3. They cry in front of everyone in the canteen during break time and waits for someone to comfort them. Obviously, my reaction is to ignore.
4. They cry in front of everyone in the canteen during break time and when someone innocent and naive enough asks him/her what’s wrong, she says, “Oh, nothing.” This ambiguous response shows their desire for attention and it’s supposed to make you more concerned for her/him.
5. They say a lot of ambiguous things so that you’d keep asking her what the hell she’s talking about. That’s attention.

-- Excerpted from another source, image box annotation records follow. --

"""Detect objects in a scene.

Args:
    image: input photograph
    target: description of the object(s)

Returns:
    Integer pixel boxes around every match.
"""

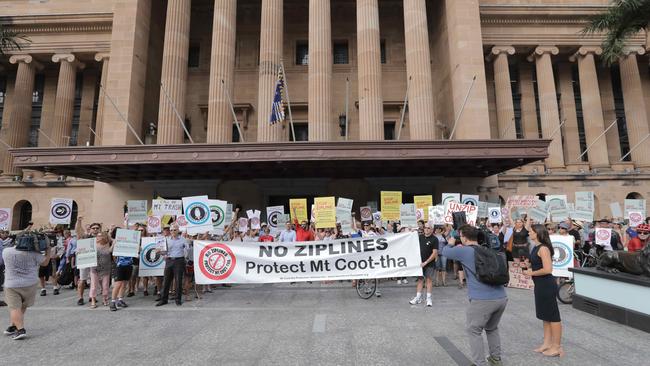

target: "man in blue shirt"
[442,225,508,366]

6. They like to emphasize on the number of friends they have. Oftentimes on their blogs, this statement, “[name], LOVE YOU MANY! We shall [insert inside joke] again one day okay! :)” will appear numerous times. This is to “show the world” how many friends they have and how secure they are when ironically, it simply reveals their insecurity. Oops.
7. They like to state a problem [Eg. "Everyone in class are so bitchy because they leave me out"], however by doing so, they don’t realize that they’re actually MAKING and BEING the problem.
8. They cry a lot in public places. I cannot emphasize more on the public crying.
9. They insult themselves a lot in order to get reassurance from others. “My hair’s too straight today!” or “OH MY GOD I’M FAT!” (in reality they only weigh 45-50kg) or “Yucks, I look so fugly.” Sometimes I have the urge to say, “Yes, your hair looks like crap, and so does your physique and face.”
10. They talk about themselves in a very crafted way. Sometimes it’s like this, “Oh my gosh, that guy is like, such a flirt, he keeps flirting with me! What should I do? Should I keep talking to him? I don’t want to give him the wrong impression leh,” and regardless of what anyone says, she will continue talking to the guy. She doesn’t actually want anyone’s advice, she just wants to brag.
11. CRYING IN PUBLIC.
Picture Post

[Dude in orange shirt = Haniel]
I was under the impression that he was going to be the star of the musical, but he didn’t appear for the first 1 hour and 40 minutes. Sue Ann and I were like, “Where the heck is Haniel?!” But he appeared at the end with 1 line.
But it was fun anyway, thanks for the ticket Haniel
I uploaded all the photos in my phone, so this shall be a picture post, though the pictures may be quite disconnected.
One of the many cakes which my class loves to bake. My class is so full of bakers, you can be assured that whenever an event rolls along, there will be cupcakes/cakes/cookies sitting on the canteen table. Too bad I don’t know anything beyond cooking instant soup and noodles. I had a cooking phobia ever since I cut off a chunk of my thumb while cutting a carrot. Bloody carrots, why are they so round…
My inanimate calculator becoming alive, thanks to Julien’s stickers.
Please ignore the Harry Potter book in the background.
I totally hated the last book, Snape only appeared in the last few pages?! Ridikulus!
Besides baking a lot, my class eats a lot too.
Some eat a roti-prata as a dessert after eating chicken rice. I can barely finish my chicken rice sometimes.
Jiexin being her usual glamorous self
Birthday ‘card’ we made for Eunice. LOL at Dee’s facial expression.
Though I had a total Michael-Kelso moment and revealed that our gift (a teddy bear) cost $30.00.